Но как бы то ни было, и пропагандисты, и бунтари в своей практической деятельности в народе потерпели фиаско, т. е. как в самом народе, так и в политических условиях страны встретили неожиданные и непреодолимые препятствия к осуществлению своей программы, как в то время они понимали ее. Людей, готовых продолжать революционную работу, пристать к определенному плану действий, было, однако, довольно много. Несмотря на все аресты, более опытные из них приступили к оценке прошлого, к выработке новых начал революционной практики. {138}

Осенью 1876 года в Петербурге три чайковца – Юрий Николаевич Богданович, Александр Иванович Писарев и Н. Драго – начали разрабатывать принципы революционной деятельности в народе, положив в основу новой программы как свой личный, так и весь общественный опыт предшествующего времени со всеми его надеждами и неудачами. В то же время независимо от них другие революционные группы, во главе которых стоял старейший чайковец М. Натансон, имевший большие революционные связи, разрабатывали в Петербурге те же вопросы и пришли к тождественным выводам **. Результатом всех этих трудов была программа, известная впоследствии под именем "народнической" ****. Она вошла целиком в программу общества "Земля и воля", а позднее – частью и в "Народную волю" 45.

______________

** См. Воспоминания Аптекмана 44.

**** Раньше это название нами не употреблялось.

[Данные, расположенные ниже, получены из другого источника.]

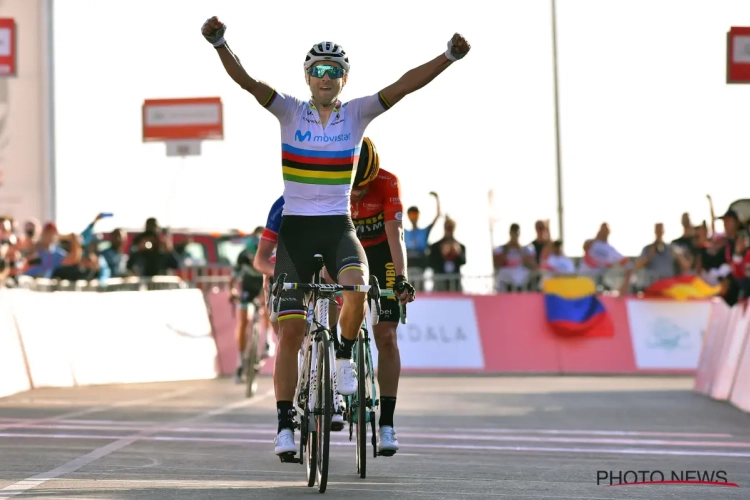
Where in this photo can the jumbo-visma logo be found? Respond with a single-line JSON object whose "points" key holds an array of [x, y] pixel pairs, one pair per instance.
{"points": [[308, 137]]}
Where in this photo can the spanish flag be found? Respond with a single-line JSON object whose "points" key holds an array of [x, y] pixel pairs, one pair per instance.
{"points": [[573, 308], [682, 288]]}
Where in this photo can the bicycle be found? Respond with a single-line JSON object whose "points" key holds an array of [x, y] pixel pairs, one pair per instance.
{"points": [[361, 406], [316, 395]]}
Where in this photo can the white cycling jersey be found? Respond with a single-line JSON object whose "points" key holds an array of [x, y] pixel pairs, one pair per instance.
{"points": [[318, 163]]}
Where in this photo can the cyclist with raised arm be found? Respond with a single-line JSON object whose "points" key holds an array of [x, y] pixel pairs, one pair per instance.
{"points": [[377, 212], [320, 145]]}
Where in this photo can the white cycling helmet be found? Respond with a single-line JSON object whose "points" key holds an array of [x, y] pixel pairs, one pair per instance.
{"points": [[327, 51]]}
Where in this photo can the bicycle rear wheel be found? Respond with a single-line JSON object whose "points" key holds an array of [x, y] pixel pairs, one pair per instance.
{"points": [[361, 408], [324, 409]]}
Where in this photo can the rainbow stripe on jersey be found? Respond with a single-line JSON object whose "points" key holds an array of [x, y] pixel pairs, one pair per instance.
{"points": [[318, 162], [318, 167]]}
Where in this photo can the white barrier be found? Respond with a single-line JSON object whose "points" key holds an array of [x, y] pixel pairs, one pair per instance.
{"points": [[88, 338], [724, 370], [13, 375]]}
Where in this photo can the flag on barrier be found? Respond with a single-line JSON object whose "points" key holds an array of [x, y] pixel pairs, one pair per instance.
{"points": [[573, 308], [682, 288]]}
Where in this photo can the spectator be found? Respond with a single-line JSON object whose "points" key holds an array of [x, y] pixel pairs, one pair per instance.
{"points": [[735, 285], [542, 239], [49, 254], [688, 241], [446, 258], [6, 230], [151, 257], [81, 264], [416, 240], [151, 228], [7, 260], [554, 261], [31, 230], [116, 260], [660, 260], [513, 263], [599, 255]]}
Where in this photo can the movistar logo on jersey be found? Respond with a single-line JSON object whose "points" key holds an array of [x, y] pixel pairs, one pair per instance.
{"points": [[308, 137]]}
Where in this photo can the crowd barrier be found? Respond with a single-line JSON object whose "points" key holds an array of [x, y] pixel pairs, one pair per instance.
{"points": [[724, 369], [67, 339], [509, 333]]}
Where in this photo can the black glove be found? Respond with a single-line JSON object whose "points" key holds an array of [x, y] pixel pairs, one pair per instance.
{"points": [[401, 286]]}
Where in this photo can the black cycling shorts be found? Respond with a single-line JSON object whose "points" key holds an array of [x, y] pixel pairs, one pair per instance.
{"points": [[381, 266], [300, 238]]}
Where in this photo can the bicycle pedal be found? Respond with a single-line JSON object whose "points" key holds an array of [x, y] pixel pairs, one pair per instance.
{"points": [[386, 453], [289, 458]]}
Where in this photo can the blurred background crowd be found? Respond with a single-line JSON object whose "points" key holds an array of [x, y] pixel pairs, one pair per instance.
{"points": [[434, 260]]}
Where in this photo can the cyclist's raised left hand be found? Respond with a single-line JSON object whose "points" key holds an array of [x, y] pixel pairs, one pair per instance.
{"points": [[458, 47]]}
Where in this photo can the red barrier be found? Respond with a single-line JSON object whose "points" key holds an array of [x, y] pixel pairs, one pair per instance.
{"points": [[729, 359], [740, 396], [713, 343], [223, 324], [724, 369], [509, 333]]}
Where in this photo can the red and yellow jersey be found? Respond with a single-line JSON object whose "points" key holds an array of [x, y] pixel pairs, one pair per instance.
{"points": [[381, 204]]}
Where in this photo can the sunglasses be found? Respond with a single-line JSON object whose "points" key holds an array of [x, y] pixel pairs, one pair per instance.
{"points": [[333, 71]]}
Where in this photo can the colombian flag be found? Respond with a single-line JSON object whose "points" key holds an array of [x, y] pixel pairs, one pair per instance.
{"points": [[682, 288], [573, 308]]}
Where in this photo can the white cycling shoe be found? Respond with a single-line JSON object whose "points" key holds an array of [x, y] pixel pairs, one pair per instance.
{"points": [[346, 378], [284, 442], [387, 442]]}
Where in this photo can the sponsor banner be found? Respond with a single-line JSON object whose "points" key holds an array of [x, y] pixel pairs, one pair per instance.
{"points": [[713, 343], [729, 359], [440, 334], [667, 335], [740, 396]]}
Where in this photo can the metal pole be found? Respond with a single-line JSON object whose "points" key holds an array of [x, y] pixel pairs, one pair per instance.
{"points": [[557, 122], [47, 24]]}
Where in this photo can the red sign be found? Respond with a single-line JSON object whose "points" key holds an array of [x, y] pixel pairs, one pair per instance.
{"points": [[197, 118], [7, 47], [738, 55]]}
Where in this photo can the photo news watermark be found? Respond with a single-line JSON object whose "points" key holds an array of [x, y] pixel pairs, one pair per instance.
{"points": [[646, 477]]}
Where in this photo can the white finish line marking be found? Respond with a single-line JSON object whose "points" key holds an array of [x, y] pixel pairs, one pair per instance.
{"points": [[72, 466]]}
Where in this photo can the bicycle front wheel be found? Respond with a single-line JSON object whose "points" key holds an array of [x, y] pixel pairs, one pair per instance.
{"points": [[324, 409], [361, 408]]}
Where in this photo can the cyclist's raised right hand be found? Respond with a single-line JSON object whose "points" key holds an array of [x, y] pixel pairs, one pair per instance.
{"points": [[213, 30]]}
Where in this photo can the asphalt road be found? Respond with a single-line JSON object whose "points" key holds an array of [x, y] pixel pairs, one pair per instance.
{"points": [[461, 437]]}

В основание этой программы легла мысль, что русский народ, как и всякий другой, находящийся на известной ступени исторического развития, имеет свое самобытное миросозерцание, соответствующее уровню нравственных и умственных понятий, которые могли в нем выработаться при условиях, среди которых он жил. В народное мировоззрение входят как часть известные отношения народа к вопросам, как политическим, так и экономическим. При обыкновенном течении жизни без изменения учреждений, окружающих народную жизнь, переформировать раз установившиеся взгляды его на эти вопросы – вещь крайне трудная. Поэтому необходимо сделать попытку при революционной деятельности в народе отправляться от присущих ему в данный момент отношений, стремлений и желаний и на своем знамени выставить уже самим народом сознанные идеалы. Таким идеалом в области экономической является земля и трудовое начало как основание права собственности. Относительно земли народ никак не может и не хочет примириться с мыслью, что она может принадлежать кому-нибудь кроме него, ее сеятеля и ревнителя; он смотрит на нее, как на дар божий, которым должен пользоваться лишь трудящийся над нею; на современ-{139}ное же положение земельной собственности – как на временное пленение его поительницы и кормилицы; но рано или поздно эта земля вся отойдет к нему.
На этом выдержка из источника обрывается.